Discovery limits SE-014 Enforce hard limits on discovery scope: maximum number of hosts to discover, maximum number of ports to scan per host, maximum scan duration. Alert when thresholds approach and halt when limits are reached. Document limits per engagement.
Dynamic scope monitoring SE-007 Periodically re-resolve all domain targets during the engagement (minimum every 5 minutes). Detect DNS resolution changes (new IPs, removed IPs, CNAME changes). Monitor for new subdomains registered and subdomain discovery explosion. For cloud infrastructure, validate actions remain in authorized accounts, subscriptions, and regions. Pause testing and alert operator if out-of-scope resources detected. Require explicit re-authorization before resuming.
DNS rebinding prevention SE-012 Before using a resolved IP, validate it matches the target FQDN and is within scope. Detect DNS rebinding attacks where resolution changes between queries. Reject out-of-scope IPs and alert operator. Maintain allowlist of resolved IPs for each domain.
Multi-tenant awareness SE-011 If testing multi-tenant environments (cloud, SaaS), validate tenant context in all requests. Ensure actions occur only in authorized tenants. Prevent lateral movement to unauthorized tenant data.
Impact classification SC-001 Classify every reconnaissance action by impact tier (Informational/Low/Medium/High/Critical) before execution. Score each action on CIA (Confidentiality/Integrity/Availability) dimensions. Use minimum CIA dimension score to determine escalation level. Map action to pre-classified impact levels from the action-to-impact mapping document (updated quarterly).
Activity logging AR-001, AR-002 Log all discovery actions with structured format including timestamp (millisecond precision), action type, target, status code, duration, correlation ID, and decision rationale. Log all scope validation decisions and rejections. Log all rate limit enforcement events. Store logs in append-only, tamper-evident storage. Verify logs cannot be modified after creation.
Manipulation resistance MR-001, MR-003, MR-009 Treat all target responses as potentially adversarial.
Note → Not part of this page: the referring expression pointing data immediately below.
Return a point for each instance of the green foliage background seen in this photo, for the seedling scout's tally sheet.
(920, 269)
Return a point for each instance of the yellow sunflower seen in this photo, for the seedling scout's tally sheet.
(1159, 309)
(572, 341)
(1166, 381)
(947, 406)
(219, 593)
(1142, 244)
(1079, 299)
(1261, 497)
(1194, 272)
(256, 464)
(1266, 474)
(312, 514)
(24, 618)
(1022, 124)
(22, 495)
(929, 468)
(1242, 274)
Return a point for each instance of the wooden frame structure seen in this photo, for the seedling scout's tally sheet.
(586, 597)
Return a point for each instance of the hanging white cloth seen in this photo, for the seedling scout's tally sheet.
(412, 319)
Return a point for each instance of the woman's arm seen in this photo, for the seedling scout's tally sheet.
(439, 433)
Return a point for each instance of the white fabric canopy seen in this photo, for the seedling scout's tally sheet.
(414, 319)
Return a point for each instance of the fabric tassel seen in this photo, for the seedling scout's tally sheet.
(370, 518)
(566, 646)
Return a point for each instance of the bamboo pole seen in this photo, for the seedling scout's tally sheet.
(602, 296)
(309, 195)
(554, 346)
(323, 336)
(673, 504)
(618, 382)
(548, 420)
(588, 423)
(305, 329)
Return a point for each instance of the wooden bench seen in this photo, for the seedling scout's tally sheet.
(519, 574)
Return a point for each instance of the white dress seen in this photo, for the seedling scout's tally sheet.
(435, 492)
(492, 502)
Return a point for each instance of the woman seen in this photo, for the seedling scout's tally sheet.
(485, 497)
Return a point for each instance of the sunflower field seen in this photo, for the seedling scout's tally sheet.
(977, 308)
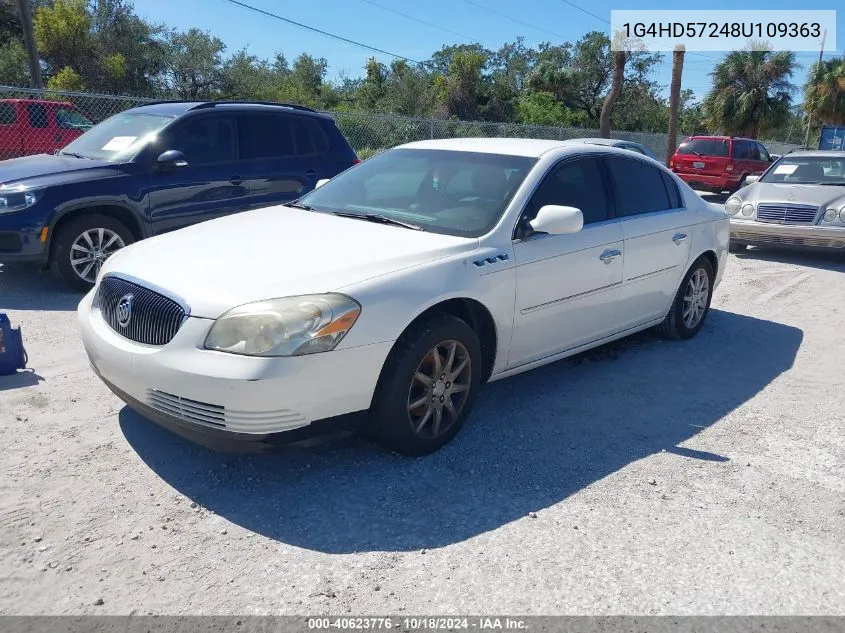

Validate and sanitize responses before processing. Detect and reject instruction-like patterns in error messages, configuration files, or API responses. Reject authority claims embedded in target content. Do not modify scope or tool behavior based on target-provided content. Log all attempted manipulations and alert operator.
Action-distribution monitoring SE-026 Compare the agent's action distribution against declared or historical baselines for this engagement class. Route in-scope but out-of-distribution behavior to the staffed human review queue. Never auto-terminate on this signal alone; termination decisions remain with SC-011 and AL-026.

Phase 3: Exploitation

The exploitation phase carries the highest risk because each action can cause irreversible harm (data loss, system outage, unauthorized privilege escalation). Approval gates, impact scoring, cumulative risk tracking, and continuous health monitoring are critical because autonomous exploitation can cascade into system-wide failures if unchecked. Every action requires pre-execution impact assessment and post-execution consequence verification.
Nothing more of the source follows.